So I've had a pretty good run, career-wise. I did the follow-my-passions thing (for computer touching) and it worked out. The problem is that there are very few jobs of any social utility whatsoever to be had as a programmer in the US.
The thing I'm encountering is everyone in my social class (unless they're only driven by money) seems to want that same thing: a prestigious, engaging & creative job that pays well, allows one to cultivate & showcase their individual talent, and has positive social utility. Unfortunately I haven't ever actually come across one of these jobs. The closest is just people lying to themselves that their app does anything other than speedrun exploitation of marginal workers while making people in their own social class more comfortable.
When I think about social utility it makes sense to consider what things I require to live my day-to-day life, and think about what jobs are required to provide those things. Unfortunately here I run into what I think is a bourgeois mindset ingrained from birth: none of those jobs are good enough. Think about a shopkeeper, or someone sitting at the help desk at the subway station, or a picker at an Amazon warehouse. If I took one of these jobs my parents and social circle would all believe that I had literally gone insane. Objectively, every one of these jobs is necessary for contemporary society to function and the people filling them have easily contributed more social utility than my entire programming career. And yet the idea I could actually take one of those jobs runs into gigantic barriers that exist in my mind. A local political org is working to salt Amazon warehouses and this seems like a pretty easy way for me to get in. But I just can't do it. Every time I try to articulate the idea I could work in an Amazon warehouse to one of my friends it starts to sound like a joke.
To me this indicates I have a fundamentally non-proletarian and thus anti-marxist mindset. I've worked jobs like this before graduating university and I know they suck. They are boring, the pay is bad, and worst of all - you get absolutely no respect. The lack of respect is what really sticks with me in my memories of those jobs, and still makes me burn with anger over a decade later.
Anyway I'm rambling but I guess my question is - does anybody relate to holding this attitude toward employment either now or at some point, and more importantly how does one overcome it?
I've never had a career and only had "jobs" but the only time I can remember having this type of ... shame?... about certain "types" of jobs was from middle/high school until a year or two after I dropped out of college.
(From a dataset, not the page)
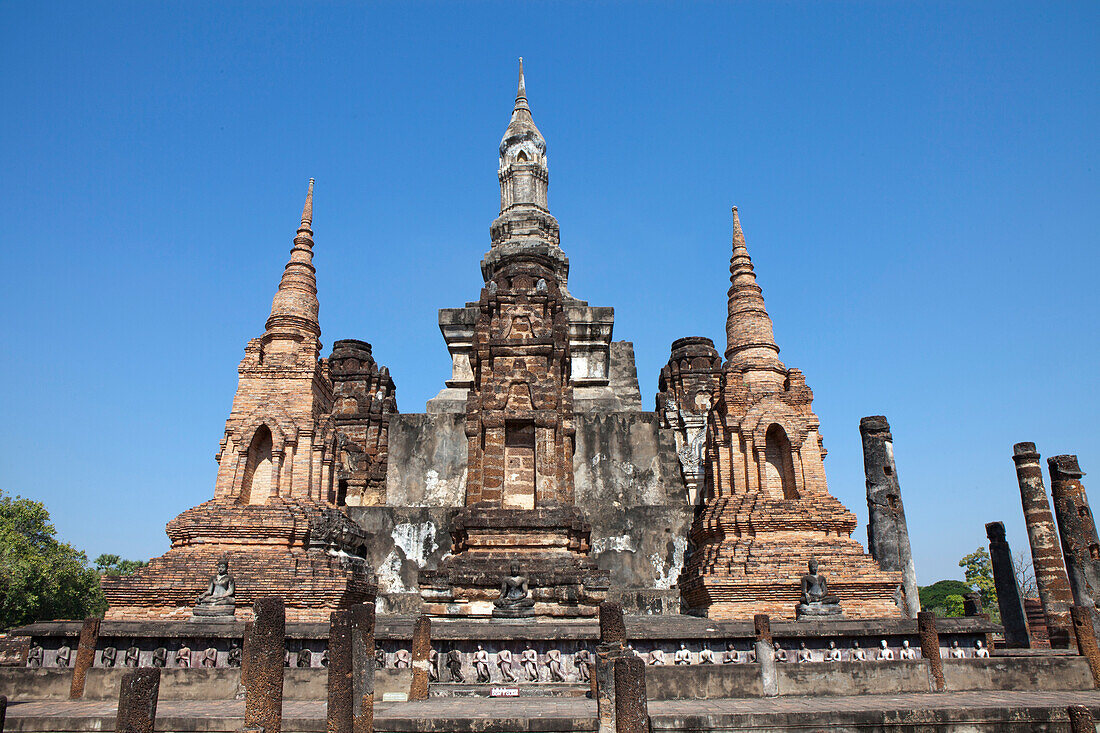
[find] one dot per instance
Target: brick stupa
(766, 507)
(284, 471)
It was working a few years in a grocery store that I realized that all those jobs that were described to me as unskilled, worthless and by extension those that held those positions worthless too were jobs that required skill and experience to do well. Then I felt pretty fucking stupid for having spent a chunk of my young life (up to that point) kinda looking down my nose at cashiers and grocery store stockers and warehouse workers and burger flippers... and... and... and...
A terrible analogy or comparison (don't "at" me, I'm a college business major dropout) ... but its like those city people who go out to a "Dude" ranch to be a man or somebody who watched some WW2 themed movie and decides they "need" to enlist to prove themself ... somehow... to... somebody? If you're wanting to be the hero of the story, you're already fucking up. If you're wanting to help a group achieve their goals then there's a chance you'll be doing the right thing.
So, play to your strengths. "If you can't shoot a gun, don't volunteer to be a sharpshooter." Want to help an org out? Figure out what you're good at and what resources you bring to the table then go ask local orgs what they need. If they need what you can bring to the table, start there.